The big question is whether it is possible to be objective about him and about his achievements? ‎ A biography is supposed to describe its subject – his limitations and mistakes as well as successes and qualities. But great spiritual leaders are rarely good material for interesting biographies because their true personal feelings are usually hidden from view. They rarely write the sort of memoirs politicians do to whitewash their records. There are no revealing diaries that betray their innermost secrets.

The result is that religious leaders usually get hagiographies. The very term describes how we write about holy men in order to ensure that their uplifting messages get accorded the respect and awe they hope for and their followers seem to need. Hence we often hear a lot about the miracles they achieve but never about when they fail. So when we read about great rabbis it is usually through a veil of devotion, devoid of blemishes in a holy record.

When Rabbi Natan Kaminetzky wrote The Making of a Gadol and suggested that some of the giants of Lithuanian Rabbinic authority actually read books of Russian literature and philosophy contra the current ban on such activity in haredi society, he was lambasted, hounded, and bullied, and the book was banned.

Chaim Miller has painted as broad and as honest a picture of the Rebbe as is possible. Perhaps the most important contribution of his book is to set the Rebbe in the context of Chabad tradition going back to its founders. The Rebbe remained intensely loyal to his predecessors and to the dismay of some of his admirers refused to depart from a fundamentalist approach to Judaism. And yet beyond the ideology he was able to break the mold and mental constraints that have limited the impact of almost all the other chassidic dynasties. Within Judaism he positioned his movement both within and without the haredi world.

Chabad as a movement went furthest in bridging the gap between the mystical chassidic world of mysticism and the Lithuanian mastery of scholarship and intellectual discipline. It was also the primary chassidic movement within Russia. This had the advantage of shielding it more than others from the depredations of Nazism, but it also meant that it suffered most under Communism for a very long period. It was almost entirely due to Chabad that Jewish life was sustained altogether in the Soviet Union. The incredible life and death commitment of Chabad in Russia of course long pre-dated the Rebbe. And interestingly, he was strongly opposed to the public demonstrations of the Soviet Jewry campaigns. But his major contribution to the wider community really began in the United States.

From an early age he was marked as exceptional. He combined intellectual achievement with deep spirituality and religious devotion. Although he came from Lubavitch aristocracy he was a junior son-in-law of the sixth rebbe and had no expectation of leadership. So he prepared himself to earn a living by studying engineering, first in Berlin then in Paris. All the time, however, he was deepening his already profound mastery of Jewish sources. Both would stand him in good stead.

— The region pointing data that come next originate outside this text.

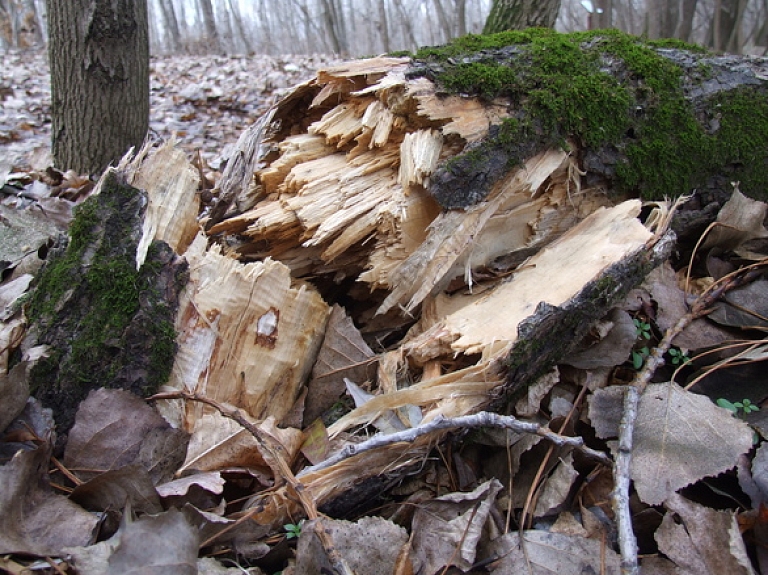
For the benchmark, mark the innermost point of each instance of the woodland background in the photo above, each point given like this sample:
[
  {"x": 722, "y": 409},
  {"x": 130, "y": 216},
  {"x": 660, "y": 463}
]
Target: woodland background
[{"x": 366, "y": 27}]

As his family was caught in a pincer between the Russians and the Germans, the sixth rebbe fled – finally and almost miraculously ending up in the United States. By this time, with his father-in-law ailing, Menahem Mendel began to get more involved in Chabad affairs and soon emerged as the favored candidate to succeed his father-in-law after his death in 1950. There was some tension between him and his older brother-in-law. He hesitated and prevaricated but finally took over in 1951.